“Quartos minúsculos sem janelas”, “cartão a tapar buracos na parede”, portas vedadas com “adesivo do hospital”, isolamentos “sem casa de banho”, “uma sanita e duche para os 40 ou 50 pais” e um “gabinete dos médicos que parece uma despensa”. É assim que as mães de crianças recentemente internadas na Pediatria do Hospital de São João, no Porto, descrevem o ponto a que chegou a situação, que consideram desumana.
“Saturei. Cansei. De discussões de orçamentos, de inaugurações de pedra sobre pedra. As instalações não são dignas. É Serviço Nacional de Saúde. É preciso avançar com a obra” da Ala Pediátrica, reclama Marta após “20 internamentos” da filha de cinco anos, diagnosticada aos oito meses com “um tumor inoperável na cabeça”.
Referindo-se aos contentores provisórios desde 2011, Marta lembra que “as promessas dos governos têm anos” e que não quer saber de quem é a culpa, mas quer sim que algo seja feito: "Quero que avancem. Ou venham ver. Ofereço-me para uma visita guiada”.
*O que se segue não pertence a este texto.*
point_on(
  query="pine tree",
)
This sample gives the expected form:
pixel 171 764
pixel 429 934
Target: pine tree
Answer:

Relembra também que, apesar de se falar nas crianças com cancro, existem "outros casos muito complicados nas mesmas condições péssimas”.
De acordo com a ex-gestora de marketing, existem uma “casa de banho e um duche” partilhados por “40 ou 50 pais”, muitos dos quais “não são do Porto” e pernoitam ali “semanas e meses”.
A filha, Mariana, “vê sombras”, mas identifica o Ruca na televisão, desce e sobe sozinha dois lanços de escadas para mostrar a boneca Rosita, salta, canta, dança, anda de triciclo e skate, oferece abraços e quebra o gelo com quem acabou de conhecer com um “És muito fofo” que nunca mais se esquece.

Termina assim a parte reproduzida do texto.